骨粗鬆症(こつそしょうしょう)のくすり
指導/正木秀樹
大阪市立大学大学院医学研究科 老年内科学


▼病気に関する基礎知識
 骨粗鬆症とは、加齢や閉経などの原因により、骨がもろくなり骨折の危険性が高まる病気です。特に高齢者では、太ももの付け根のあたりの骨折により寝たきりの原因となったり、背骨骨折により、姿勢の悪化、時に腰痛の増悪や足のしびれが出現し、生活の質の低下につながります。
▼治療に関する薬の解説
 骨折を防ぐためには半年以上の治療が必要です。現在では複数の薬剤が発売されています。たとえば、骨が壊れるのを抑えるビスホスホネートという薬は、骨粗鬆症治療の中心的な薬剤です。ただし、薬の吸収を良くし、副作用を軽減するため、起床時に服用し、その後30分以上、食事摂取や横になってはいけないなどの制限が加わりますので、服用開始にあたっては、医師・薬剤師とよく相談してください。最近では、骨を作るのを助ける注射や、骨の壊れるのを強力に防ぐ注射による治療も可能になりました。
▼食事・運動などの生活に関する留意点
 バランスの良い食事を心がけ、1日あたり1,000〜1,500mg程度のカルシウムを摂取
するようにしましょう。喫煙や過剰なアルコール、カフェイン、塩分の摂取は避けるようにしましょう。

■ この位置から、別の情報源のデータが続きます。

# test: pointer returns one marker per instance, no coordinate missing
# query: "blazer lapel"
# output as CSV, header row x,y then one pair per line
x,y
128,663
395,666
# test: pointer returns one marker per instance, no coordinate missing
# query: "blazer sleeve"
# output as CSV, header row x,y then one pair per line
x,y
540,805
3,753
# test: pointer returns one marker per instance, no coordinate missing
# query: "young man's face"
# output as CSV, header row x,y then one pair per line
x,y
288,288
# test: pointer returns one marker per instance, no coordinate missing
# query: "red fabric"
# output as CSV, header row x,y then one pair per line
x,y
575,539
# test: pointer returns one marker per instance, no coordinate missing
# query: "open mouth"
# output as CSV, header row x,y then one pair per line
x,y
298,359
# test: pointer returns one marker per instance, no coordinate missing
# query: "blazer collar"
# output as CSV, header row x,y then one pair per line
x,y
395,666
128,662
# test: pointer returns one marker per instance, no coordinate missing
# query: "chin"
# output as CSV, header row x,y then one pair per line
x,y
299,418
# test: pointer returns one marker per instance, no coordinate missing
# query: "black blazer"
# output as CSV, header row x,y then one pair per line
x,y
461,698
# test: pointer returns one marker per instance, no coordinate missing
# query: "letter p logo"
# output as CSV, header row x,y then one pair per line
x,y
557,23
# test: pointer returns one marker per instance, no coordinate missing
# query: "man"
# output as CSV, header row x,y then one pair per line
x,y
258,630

 運動については、無理のない範囲で行ってください。心臓や肺、関節などの持病により、制限されることがありますので、前もってかかりつけ医と相談するといいでしょう。
▼予防のための対策
 骨粗鬆症は、骨折しない限り、あまり自覚症状がないため、知らず知らずに進む病気です。運動と食事が基本ですが、時には薬による長期の治療が必要となります。自分の骨の状態を知るために骨量検査を受けましょう。